The surge of happiness that swelled up in my chest caught me completely off guard. “It might get worse,” I said, feeling the urge to protect this man.

“I’ve been through worse,” he said softly.

We shared a smile for a sweet second.

“Can I ask you a nosy question?”

“How nosy?”

“I’m guessing the Miami Devils…your parents…weren’t happy that you decided to defect from them?” I’d seen the word defect last night while doing research on the culture of outlaw motorcycle clubs. Like formally fleeing your own country, running across borders toward freedom. I’d found the word to be startling in its intensity.

“It’s rarely done. And never done if you’re blood. I was on high alert for a long time, making sure they didn’t come after me.” I remembered how he’d reacted that day at the beach, when Devils club members had been strolling past us. The way that one man had waved at Beck. Except it hadn’t been a wave but a crueler, more threatening act than that. He’d looked prepared for a fight in broad daylight.

“I think it’s interesting, courageous, actually,” I said, “that even with your family out there, even with people knowing about them, even knowing you’d have to be the public face of this nonprofit, that you still started it. That you and Elián still gave it a go. Everything I’ve experienced recently, the way people have turned on me, it’s absolutely the worst thing that’s ever happened. I’m not sure, if all of this fraud nonsense had happened first, I would have gone through and done something so public. But you did.”

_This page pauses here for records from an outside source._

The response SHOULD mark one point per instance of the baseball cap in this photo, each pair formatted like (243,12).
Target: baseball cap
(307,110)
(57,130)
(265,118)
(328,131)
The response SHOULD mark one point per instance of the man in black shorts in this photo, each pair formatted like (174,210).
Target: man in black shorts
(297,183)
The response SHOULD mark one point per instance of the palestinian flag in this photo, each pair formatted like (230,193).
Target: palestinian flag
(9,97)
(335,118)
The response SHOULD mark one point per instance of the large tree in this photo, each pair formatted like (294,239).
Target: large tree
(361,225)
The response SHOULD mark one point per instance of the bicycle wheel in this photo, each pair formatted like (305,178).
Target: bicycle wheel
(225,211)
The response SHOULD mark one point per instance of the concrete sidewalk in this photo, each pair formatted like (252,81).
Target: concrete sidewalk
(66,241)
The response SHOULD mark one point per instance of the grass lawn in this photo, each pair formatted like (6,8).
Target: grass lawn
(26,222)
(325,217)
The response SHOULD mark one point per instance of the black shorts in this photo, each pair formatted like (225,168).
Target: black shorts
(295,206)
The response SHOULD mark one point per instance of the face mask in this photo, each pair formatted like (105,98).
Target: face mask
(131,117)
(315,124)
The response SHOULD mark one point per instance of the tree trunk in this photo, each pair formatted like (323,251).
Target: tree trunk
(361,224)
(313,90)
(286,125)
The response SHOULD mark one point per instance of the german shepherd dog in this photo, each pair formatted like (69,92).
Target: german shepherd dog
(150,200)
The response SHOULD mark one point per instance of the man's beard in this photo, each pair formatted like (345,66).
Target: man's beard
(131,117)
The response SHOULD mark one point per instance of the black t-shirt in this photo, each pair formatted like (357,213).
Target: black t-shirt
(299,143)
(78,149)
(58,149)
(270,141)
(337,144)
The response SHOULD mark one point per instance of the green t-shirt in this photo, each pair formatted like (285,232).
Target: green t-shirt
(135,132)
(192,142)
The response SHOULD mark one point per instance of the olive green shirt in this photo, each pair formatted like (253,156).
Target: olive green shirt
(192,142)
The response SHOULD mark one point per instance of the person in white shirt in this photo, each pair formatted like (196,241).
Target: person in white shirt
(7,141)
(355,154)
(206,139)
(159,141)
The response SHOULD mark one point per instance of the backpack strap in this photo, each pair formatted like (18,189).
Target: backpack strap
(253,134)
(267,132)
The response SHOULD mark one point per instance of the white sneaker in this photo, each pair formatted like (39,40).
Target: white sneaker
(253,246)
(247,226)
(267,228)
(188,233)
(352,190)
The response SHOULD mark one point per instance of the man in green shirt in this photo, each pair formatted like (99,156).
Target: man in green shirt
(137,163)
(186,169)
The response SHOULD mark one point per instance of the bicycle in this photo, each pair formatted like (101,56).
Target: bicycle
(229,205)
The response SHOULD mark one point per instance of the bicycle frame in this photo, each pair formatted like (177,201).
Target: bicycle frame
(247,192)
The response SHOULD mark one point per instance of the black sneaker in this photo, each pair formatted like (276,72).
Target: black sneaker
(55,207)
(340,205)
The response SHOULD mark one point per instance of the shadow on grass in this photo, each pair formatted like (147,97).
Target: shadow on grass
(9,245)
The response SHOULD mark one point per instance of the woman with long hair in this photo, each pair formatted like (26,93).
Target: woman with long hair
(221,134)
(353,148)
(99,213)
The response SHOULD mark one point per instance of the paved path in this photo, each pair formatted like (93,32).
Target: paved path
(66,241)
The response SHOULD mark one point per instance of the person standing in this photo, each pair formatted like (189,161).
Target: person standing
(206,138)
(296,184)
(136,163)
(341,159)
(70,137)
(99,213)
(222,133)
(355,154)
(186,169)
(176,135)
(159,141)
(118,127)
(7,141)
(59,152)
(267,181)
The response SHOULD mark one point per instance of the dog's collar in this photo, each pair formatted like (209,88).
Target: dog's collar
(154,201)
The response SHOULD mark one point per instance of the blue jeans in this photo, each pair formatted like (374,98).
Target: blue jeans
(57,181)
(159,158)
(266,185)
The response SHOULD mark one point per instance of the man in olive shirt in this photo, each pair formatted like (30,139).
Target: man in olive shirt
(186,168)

“I’m not that public though,” Beck conceded, nimbly dodging my compliment as usual. “Elián is frustrated with me.”

“I think Elián sees what I see,” I said.

“What’s that?”

“A dedicated leader.”

His expression looked…grateful.

“Hey, Beck?”

We turned—it was Elián with a concerned look on his face.

“What is it?” Beck said.

“Animal control just called. A stray pit bull on the beach at Lummus Park. If we can’t get it, it has to go to the kill shelter over on High Street. You want in?”

“What’s open?”

Elián turned behind him. “I guess Jack’s kennel? You and Jem cleaned it the other day, right?”

“We did,” I said, happy to have provided even the tiniest amount of help.

“Let’s get her,” Beck said.

“I’m coming too,” I declared, standing and brushing dirt from my pants.

“It’s pretty physically demanding,” Beck said.

“And this body can do anything,” I tossed back.

And for a delirious second, his eyes traveled the length of the body in question—mine—in such a filthy way my core flooded with heat. I liked it. A lot.

“Let’s go then,” he said. “Want to take my bike? Jem can follow in the truck if we catch her.”

When we catch her,” I said, needing to distract myself from sexual thoughts of Beck and his bike. “And you’re sure I’ll, uh, fit on the back?”

He stood up, barely six inches from me. I had to crane my neck to maintain eye contact. “We’ll make it work.”

I was the girl who always fantasized about sex on a motorcycle—but had never actually been on one.

Riding with Beck was going to be absolutely, one-hundred-percent fine though.